Sinem Karaçam
Seni tanıyınca insan, içinde “vardiya” geçen bir şiir yazmak istiyor,
Ya da bir fabrika çıkışını düşlemek.
Ne şanslıyız sevgilim bilmiyorsun.
Kaç kişi kaldı sokakta katıla katıla gülen?
Kaç kişi kaldı sokakta?
Kaç kişi kaldı gülen?
Kaç kişi kaldı?
Kaç kişi?
Kaç.
Bir dudağın sigaraya uzanışını paylaşan var mı?
Her nergisin birbirine benzeyişini fark eden?
Kırgınlıklarının üzerini çocukluğunla örttüğünü bilen kaç kişi var sahi?
“Bu kızı hiç güldürmemişler” ne güzel bir intikam cümlesi.
İlk hangi kadın şiir yazdı bir adama?
Açlığını saklamak ne zamandır samimiyet?
Birlikte doymak neden artık biraz şov?
Kalubelada ilk hangimiz diğerine göz kırptı?

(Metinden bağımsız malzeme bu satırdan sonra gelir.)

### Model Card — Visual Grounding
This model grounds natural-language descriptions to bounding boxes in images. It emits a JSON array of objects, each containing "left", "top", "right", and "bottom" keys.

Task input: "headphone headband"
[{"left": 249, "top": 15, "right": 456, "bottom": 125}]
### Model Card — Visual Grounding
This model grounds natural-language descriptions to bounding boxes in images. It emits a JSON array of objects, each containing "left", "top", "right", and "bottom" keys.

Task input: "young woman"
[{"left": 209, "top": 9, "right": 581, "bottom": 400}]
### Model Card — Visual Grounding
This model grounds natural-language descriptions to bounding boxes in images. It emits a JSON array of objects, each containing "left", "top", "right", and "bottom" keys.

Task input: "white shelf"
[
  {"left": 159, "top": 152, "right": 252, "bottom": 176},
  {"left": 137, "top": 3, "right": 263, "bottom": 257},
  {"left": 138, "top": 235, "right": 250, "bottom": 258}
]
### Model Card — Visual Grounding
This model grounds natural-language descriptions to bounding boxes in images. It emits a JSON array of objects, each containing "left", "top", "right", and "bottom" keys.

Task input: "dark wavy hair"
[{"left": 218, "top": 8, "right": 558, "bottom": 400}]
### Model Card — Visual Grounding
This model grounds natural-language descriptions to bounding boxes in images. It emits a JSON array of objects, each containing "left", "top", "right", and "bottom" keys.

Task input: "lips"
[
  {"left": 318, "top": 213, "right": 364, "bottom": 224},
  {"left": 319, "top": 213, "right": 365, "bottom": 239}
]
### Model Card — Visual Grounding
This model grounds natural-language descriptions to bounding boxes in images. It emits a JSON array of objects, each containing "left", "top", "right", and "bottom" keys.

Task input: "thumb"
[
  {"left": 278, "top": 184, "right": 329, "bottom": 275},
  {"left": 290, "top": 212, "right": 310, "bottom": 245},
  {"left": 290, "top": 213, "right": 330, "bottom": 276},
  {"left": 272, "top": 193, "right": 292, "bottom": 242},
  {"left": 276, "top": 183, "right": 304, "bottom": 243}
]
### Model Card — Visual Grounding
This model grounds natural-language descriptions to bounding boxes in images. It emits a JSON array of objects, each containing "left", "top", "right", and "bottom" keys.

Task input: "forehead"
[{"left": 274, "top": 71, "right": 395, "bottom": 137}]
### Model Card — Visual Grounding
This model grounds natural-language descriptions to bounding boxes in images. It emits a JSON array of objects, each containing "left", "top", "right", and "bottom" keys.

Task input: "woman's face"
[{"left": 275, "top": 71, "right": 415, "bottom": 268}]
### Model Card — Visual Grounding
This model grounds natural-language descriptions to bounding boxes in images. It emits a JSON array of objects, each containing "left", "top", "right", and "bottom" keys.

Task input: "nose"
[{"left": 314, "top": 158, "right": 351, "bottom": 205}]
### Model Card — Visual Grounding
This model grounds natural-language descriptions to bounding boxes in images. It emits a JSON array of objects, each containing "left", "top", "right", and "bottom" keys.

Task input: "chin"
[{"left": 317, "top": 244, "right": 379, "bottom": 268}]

Daha çok düş gördüğü için mi yorgun bir gözün diğerinden?
Senle ben nasıl desem, biraz farklıyız sevgilim.
Sen ki gülmek adlı bir baltayla tüm putlarımı kırmaya teşnesin.
Bana göre ise sokakta gülmek, toplantı ve gösteri yürüyüşü hakkına dahil.
Senin için sarılmak bir yabancıya bile..
Bense pervasızca uzanıyorum yabancı kedilere.
Biliyorum, benden çok Holoskoya aşıksın.
Yani ya bu maç alınır ya da Çarşı karışsın.